Salen de la sala acorchada y se despiden del hombre de la bata blanca, entregándole la llave de la habitación.
—Imagino que debajo de la ropa no traerás un bikini o un bañador, ¿verdad? —dice Ángel mientras caminan.
—Claro, es lo más normal para ir al instituto —ironiza la chica—. ¿Para qué quieres saberlo? ¿Es que tienes curiosidad por mi ropa interior o es que nos vamos a dar un baño?
—Las dos cosas —responde riéndose.
—Pues de la primera…, ¡te vas a quedar con las ganas!
—Seguro que no pensabas lo mismo hace un rato cuando tartamudeabas.
Paula le suelta la mano y le golpea en un hombro con el puño cerrado, pero sin fuerza.
—Capullo…
Y entre bromas llegan a un lugar al que Ángel antes había nominado como «Climatizada B». Una puerta de cristal separa a la pareja de una enorme piscina. No hay nadie en ella. Una mujer regordeta con bata blanca y que examina con atención una revista de crucigramas se encuentra sentada en la entrada.
Al verlos llegar deja a un lado su pasatiempo y esboza la mejor de sus sonrisas.
—Bienvenidos. ¿Me pueden dar sus tarjetas, por favor?
Ángel le entrega las dos tarjetas de plástico que antes le habían dado en recepción. La mujer las pasa por una máquina lectora y las coloca en un fichero.
—¿Han traído ropa de baño?
—No. Ni toallas —señala apresuradamente el joven.
La mujer no abandona en ningún momento su agradable expresión. Anota algo en una libreta y se incorpora de su asiento. A continuación, abre la puerta de cristal.
—Síganme, por favor.
Paula y Ángel caminan detrás de la señora de los crucigramas. Los tres entran en aquella sala que prácticamente ocupa en su totalidad la enorme piscina. Paula entonces puede observar que no es una piscina cualquiera. A un lado y a otro llegan suavemente pequeñas olas que se forman desde el centro. Su simple visión ya transmite tranquilidad.
Una chica rubia de pelo rizado y con bata blanca acude a la llegada del trío.
—Silvia, facilita al señor ropa de baño y toallas para los dos —ordena la mujer en cuanto la chica rubia llega hasta ellos—. Usted acompáñeme, por favor —dice dirigiéndose a Paula.
La chica le hace caso y ambas entran por una puerta al final de la estancia. Ángel las ve alejarse y se queda solo con el leve ruido de las olitas como única compañía.
Silvia llega con un bañador de color azul marino y dos toallas blancas.
—Creo que este le estará bien. Allí está el vestuario para hombres donde puede cambiarse —explica la joven rubia de pelo rizado señalando la puerta de al lado por la que Paula y la mujer regordeta han entrado.

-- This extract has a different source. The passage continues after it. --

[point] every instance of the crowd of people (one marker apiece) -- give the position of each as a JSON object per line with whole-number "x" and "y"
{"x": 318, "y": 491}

El joven periodista da las gracias a Silvia y se introduce en el vestuario masculino. Primero se quita la chaqueta y la camiseta, dejando libre su torso pulido y suave, y su vientre plano. Luego, el resto. Se desnuda completamente. Está bastante moreno pese a que hace tiempo que no toma el sol. Se pone el bañador azul y se mira en un espejo. Le llega hasta casi las rodillas. Hace un par de estiramientos a un lado y a otro para comprobar la elasticidad de la prenda. Sí, se siente cómodo con él. Guarda su ropa en una taquilla y sale de nuevo.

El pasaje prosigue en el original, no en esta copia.